È probabile che l’attenzione degli operatori impegnati nell’attrazione dei capitali esteri si sia concentrata sulla sostituzione delle imprese attualmente in declino, con altre imprese estere della stessa tipologia settoriale, tecnologica o dimensionale, strategia di attrazione che favorisce la massimizzazione del numero delle imprese estere sul nostro territorio più che il rinnovo tecnologico e settoriale del territorio stesso. Del resto, la business friendliness dell’area metropolitana torinese dipende molto dalla struttura attuale della sua economia e pertanto non favorisce l’insediamento di attività economiche “lontane” dal punto di vista tecnologico o organizzativo dalle tipicità locali. La dipendenza dalla struttura passata rende di difficile attrazione le imprese nei settori più innovativi e diversi da quelli attuali, come per esempio le attività dell’economia “creativa” o della new economy, che probabilmente hanno bisogno di fattori produttivi molto differenti da quelli tipici dell’industria manifatturiera più tradizionale.

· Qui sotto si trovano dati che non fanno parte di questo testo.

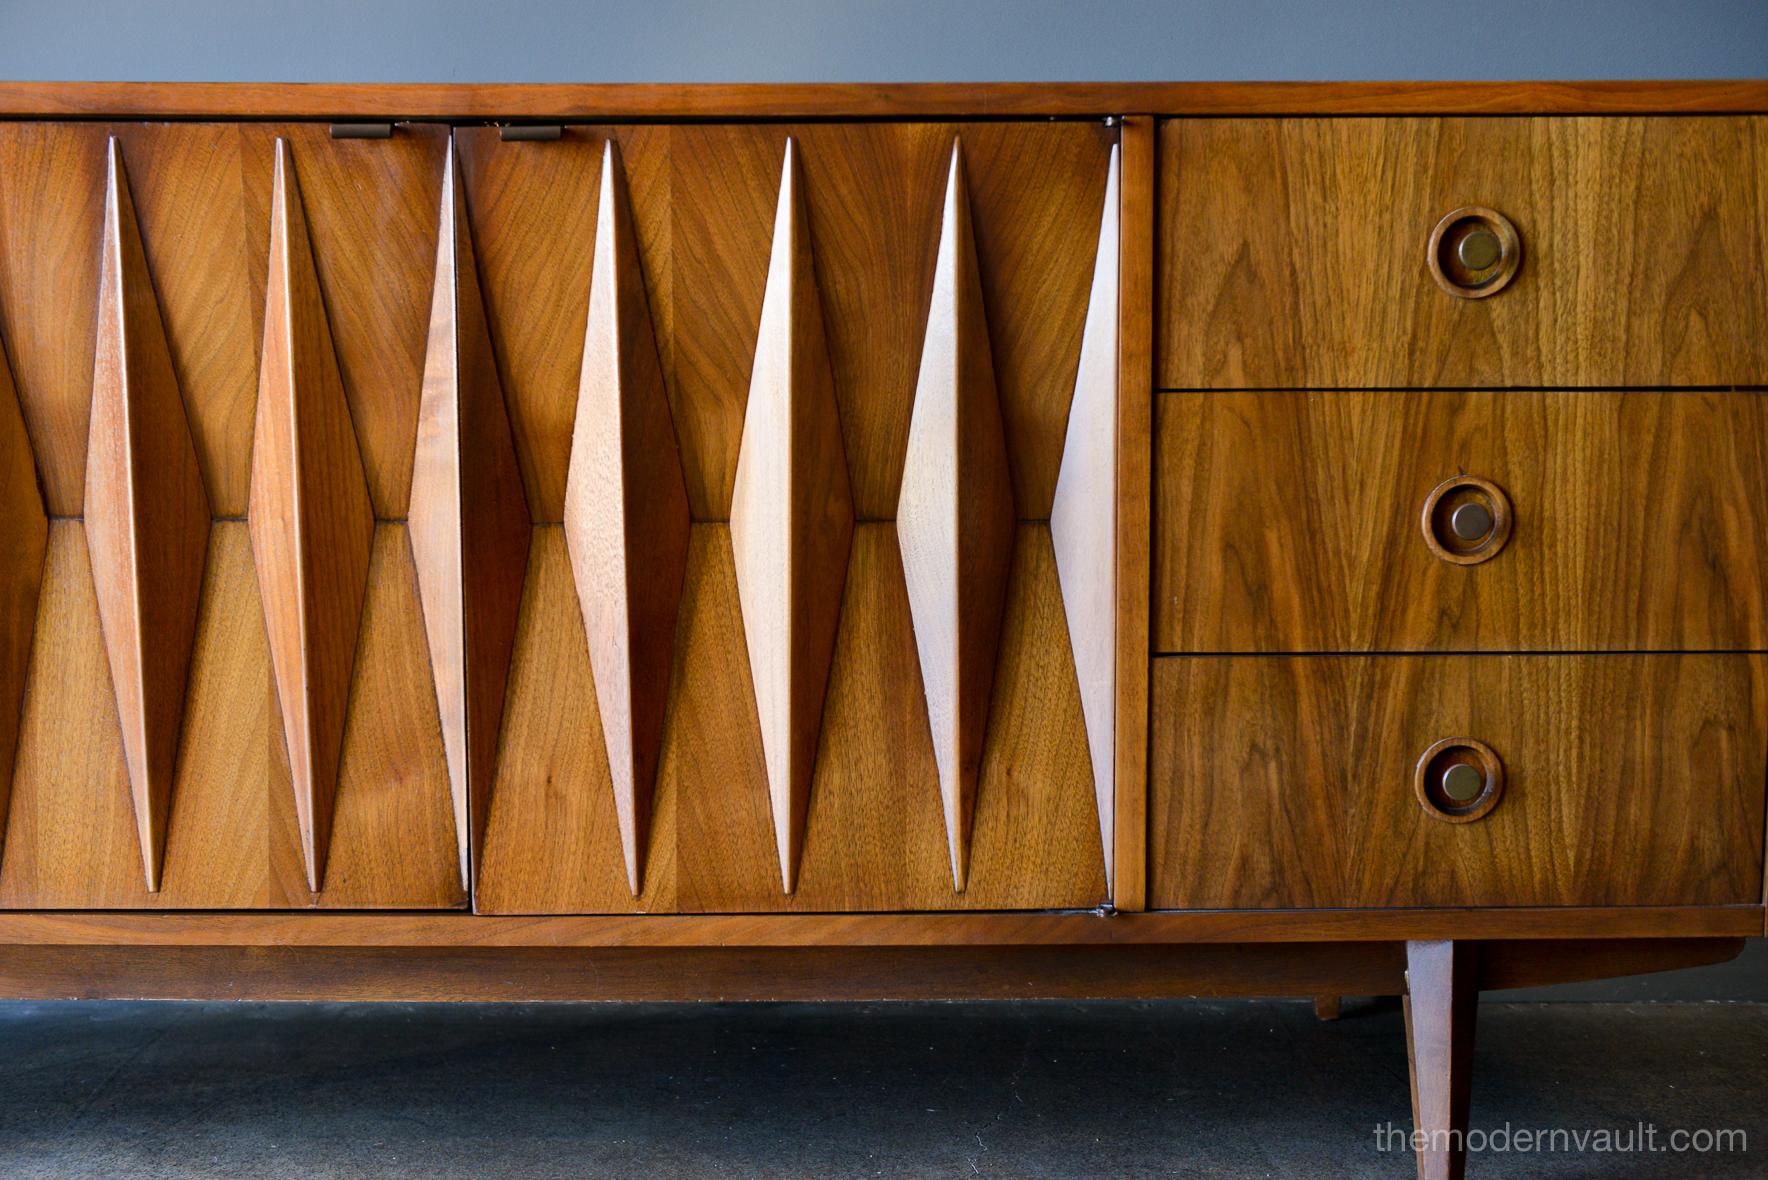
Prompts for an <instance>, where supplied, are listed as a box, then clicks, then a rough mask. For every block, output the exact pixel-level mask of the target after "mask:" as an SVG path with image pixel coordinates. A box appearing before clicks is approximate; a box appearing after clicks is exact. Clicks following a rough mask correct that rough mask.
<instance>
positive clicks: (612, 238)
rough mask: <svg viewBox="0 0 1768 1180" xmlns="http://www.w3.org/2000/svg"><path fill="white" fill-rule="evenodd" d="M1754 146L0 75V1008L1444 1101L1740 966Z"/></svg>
mask: <svg viewBox="0 0 1768 1180" xmlns="http://www.w3.org/2000/svg"><path fill="white" fill-rule="evenodd" d="M1759 111H1768V87H1764V85H1761V83H1687V85H1683V83H1650V85H1623V83H1607V85H1496V83H1494V85H1485V83H1480V85H1315V87H1307V85H1303V87H1294V85H1126V87H1020V85H1008V87H771V88H746V87H702V88H697V87H633V88H619V87H458V88H456V87H145V85H143V87H133V85H18V83H5V85H0V113H4V115H5V120H4V122H0V343H4V349H5V364H0V800H4V801H5V807H4V810H0V816H4V821H5V830H4V831H5V837H4V854H0V908H4V909H0V992H4V994H11V996H260V998H309V996H324V998H396V996H403V998H458V1000H474V998H543V1000H545V998H560V1000H562V998H613V1000H619V998H812V996H824V998H893V996H900V998H914V996H1163V994H1197V992H1206V994H1238V992H1276V994H1317V996H1335V994H1340V992H1374V994H1407V1026H1409V1030H1411V1044H1413V1093H1414V1116H1416V1120H1418V1125H1420V1129H1423V1130H1434V1132H1441V1130H1450V1129H1455V1127H1459V1125H1464V1122H1466V1116H1467V1079H1469V1040H1471V1031H1473V1015H1475V1003H1476V996H1478V991H1480V989H1482V987H1508V985H1520V984H1538V982H1554V980H1572V978H1591V977H1602V975H1623V973H1632V971H1651V969H1664V968H1673V966H1688V964H1699V962H1717V961H1722V959H1727V957H1733V955H1734V954H1736V952H1738V950H1740V946H1741V939H1743V938H1745V936H1757V934H1763V931H1764V927H1763V913H1764V911H1763V837H1764V780H1768V655H1764V653H1768V540H1764V538H1768V527H1764V525H1768V410H1764V409H1763V405H1764V403H1763V395H1761V389H1763V387H1764V386H1768V285H1764V283H1763V278H1761V274H1763V271H1761V269H1763V258H1764V257H1768V196H1764V193H1768V166H1764V163H1763V161H1768V119H1764V117H1763V115H1761V113H1759ZM322 911H324V913H322ZM1462 1166H1464V1161H1462V1157H1460V1152H1459V1150H1457V1143H1455V1139H1453V1138H1444V1136H1436V1138H1429V1139H1425V1141H1423V1148H1421V1150H1420V1173H1421V1175H1427V1176H1452V1175H1459V1173H1460V1169H1462Z"/></svg>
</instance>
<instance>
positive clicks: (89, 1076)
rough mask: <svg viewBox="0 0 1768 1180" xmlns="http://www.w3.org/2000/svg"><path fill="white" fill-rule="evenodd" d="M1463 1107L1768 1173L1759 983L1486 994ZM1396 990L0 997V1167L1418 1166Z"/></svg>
mask: <svg viewBox="0 0 1768 1180" xmlns="http://www.w3.org/2000/svg"><path fill="white" fill-rule="evenodd" d="M1480 1021H1482V1028H1480V1051H1478V1058H1476V1065H1475V1069H1476V1077H1475V1123H1476V1125H1478V1127H1485V1129H1501V1127H1503V1125H1505V1123H1510V1125H1512V1127H1529V1129H1536V1127H1540V1129H1552V1127H1563V1129H1566V1130H1568V1132H1595V1130H1604V1129H1607V1130H1611V1132H1614V1130H1623V1129H1632V1127H1634V1125H1635V1123H1639V1122H1646V1123H1653V1125H1655V1127H1658V1129H1660V1134H1664V1136H1667V1134H1669V1132H1673V1130H1676V1129H1685V1130H1711V1129H1738V1130H1743V1132H1745V1134H1747V1136H1749V1146H1750V1148H1752V1150H1750V1152H1747V1153H1741V1152H1729V1153H1706V1155H1690V1153H1674V1152H1632V1153H1589V1152H1584V1153H1577V1152H1552V1153H1528V1155H1520V1153H1515V1152H1512V1153H1506V1155H1501V1157H1496V1155H1490V1157H1487V1159H1483V1161H1478V1162H1476V1166H1475V1169H1473V1171H1471V1175H1473V1176H1506V1178H1510V1176H1623V1178H1644V1176H1676V1178H1678V1180H1688V1178H1690V1176H1703V1178H1704V1176H1763V1175H1768V1005H1752V1003H1655V1005H1641V1003H1591V1005H1586V1003H1494V1001H1487V1003H1485V1005H1483V1008H1482V1017H1480ZM1407 1113H1409V1107H1407V1086H1406V1058H1404V1033H1402V1026H1400V1015H1398V1010H1397V1008H1395V1007H1393V1005H1391V1001H1353V1003H1351V1005H1349V1008H1347V1015H1345V1019H1344V1021H1340V1023H1335V1024H1321V1023H1317V1021H1315V1019H1314V1014H1312V1008H1310V1007H1308V1005H1307V1003H1296V1001H1266V1003H1255V1001H1232V1003H1211V1001H1172V1003H1094V1005H1073V1003H1027V1005H826V1007H813V1005H758V1007H714V1005H700V1007H688V1005H656V1007H589V1005H583V1007H576V1005H573V1007H537V1005H536V1007H507V1005H506V1007H426V1005H170V1003H161V1005H150V1003H92V1005H74V1003H69V1005H58V1003H12V1005H0V1176H7V1178H25V1176H104V1178H106V1180H113V1178H126V1176H226V1178H230V1180H233V1178H242V1176H302V1178H304V1180H306V1178H324V1176H375V1178H377V1180H378V1178H382V1176H474V1178H479V1176H492V1178H495V1180H514V1178H518V1176H619V1178H629V1176H631V1178H636V1176H1087V1178H1094V1176H1315V1178H1321V1180H1326V1178H1331V1176H1409V1175H1411V1162H1409V1159H1407V1157H1406V1155H1404V1153H1402V1152H1393V1150H1390V1152H1379V1150H1377V1148H1376V1125H1377V1123H1386V1122H1390V1120H1391V1122H1393V1123H1395V1125H1398V1127H1402V1129H1404V1127H1406V1125H1407Z"/></svg>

La differenziazione delle politiche di attrazione potrebbe, in questo contesto, favorire l’emergere di potenzialità di crescita tuttora nascoste, soprattutto nel nuovo contesto competitivo in cui operano le imprese. Infatti, la crisi del 2008 è sicuramente definibile come una crisi di tipo strutturale e non solamente di tipo congiunturale, e che porta con sé il germe di un cambiamento definitivo del comportamento dei consumatori e dei produttori locali. Si tratta di elementi nuovi di contesto, che non potevano essere considerati negli studi esaminati dalla presente survey e che pertanto rappresentano una nuova modalità di interpretazione dei dati e delle informazioni relative alla business friendliness del territorio qui considerato: l’evoluzione dei mercati mondiali (con la crescita concentrata nei paesi di più recente industrializzazione), la crisi del comparto automotive europeo (e la perdita di centralità del ruolo di Fiat nel contesto torinese), l’evoluzione
del sistema macroeconomico istituzionale (con la necessaria attenzione al peso del debito pubblico), la modifica delle risorse disponibili nei fondi strutturali europei sono tutti elementi di nuova e recente valutazione, che impongono di reinterpretare le conclusioni ottenute dalla letteratura economica degli ultimi decenni. Per esempio, la generale contrazione degli investimenti esteri a livello europeo e mondiale rende più importanti le politiche di radicamento degli investimenti già presenti, al fine di evitarne la delocalizzazione in altri contesti territoriali, rispetto alle tradizionali politiche di attrazione di nuovi capitali, con una maggiore attenzione verso il concetto di business friendliness nell’accezione più ampia del termine.
Alla luce di queste ultime affermazioni, possiamo ricordare che la politica pubblica per la business friendliness dovrebbe essere “coerente”, con l’evoluzione del contesto locale, al fine di essere credibile e efficace, ma anche “coraggiosa” nel tentarne una modifica, per introdurre elementi di novità che possano indirizzare il sistema locale verso un nuovo percorso di sviluppo: in questo contesto, la dimensione green dell’economia locale potrebbe pertanto rappresentare un giusto mix tecnologico e produttivo per combinare i punti di forza tradizionali del sistema locale con i settori economici a maggiore crescita (potrebbe essere, ad esempio, il “volto nuovo” dell’automotive e della mobilità sostenibile) ed è quindi un punto di vista molto interessante per affrontare il tema della business friendliness dell’area metropolitana torinese, come si cercherà di esaminare nelle prossime sezioni della presente ricerca.